ArtisteDanishn.1921–m.2019
Albert Bertelsen
1 objets en cours
Albert Bertelsen grandit à Vejle, sur la péninsule du Jutland, et les paysages de son enfance — champs plats, lumière tamisée, la qualité si particulière des ciels d'hiver danois — ne le quittèrent jamais vraiment. Sans formation artistique formelle, c'est une rencontre avec l'œuvre du peintre CoBrA Henry Heerup qui le mit sur la voie de la peinture. Sa première exposition eut lieu à Copenhague en 1950, et en 1960, il s'était pleinement engagé dans la vie d'artiste professionnel.
Pendant les deux premières décennies de sa carrière, Bertelsen puisa presque exclusivement dans les souvenirs d'enfance. Les figures de ces premières toiles sont vues d'en bas, comme un enfant les verrait — les adultes imposants, les pièces surdimensionnées, le monde teinté de ce mélange particulier d'émerveillement et de malaise propre à l'enfance. La palette était sourde, la touche libre, et l'atmosphère oscillait entre tendresse et étrangeté.

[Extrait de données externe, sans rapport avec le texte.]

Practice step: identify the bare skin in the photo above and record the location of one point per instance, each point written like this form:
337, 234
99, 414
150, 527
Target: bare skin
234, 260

Un voyage en Norvège en 1973 changea l'échelle de sa vision. Le pays ouvert des fjords et ses ciels vastes et indifférents l'éloignèrent des intérieurs pour le tourner vers le paysage. Il suivit cette impulsion jusqu'aux îles Féroé, et l'archipel se révéla transformateur. La lumière atlantique — perpétuellement changeante entre brouillard et clarté — correspondait à quelque chose dans sa sensibilité. Il y retourna à maintes reprises, travaillant à l'huile sur toile et en techniques graphiques, constituant un corpus d'œuvres féroïennes qui devint la part la plus identifiable de sa production. Le vert y dominait : les verts saturés des collines féroïennes sous des ciels couverts, les verts plus sombres des vallées à demi cachées par la brume.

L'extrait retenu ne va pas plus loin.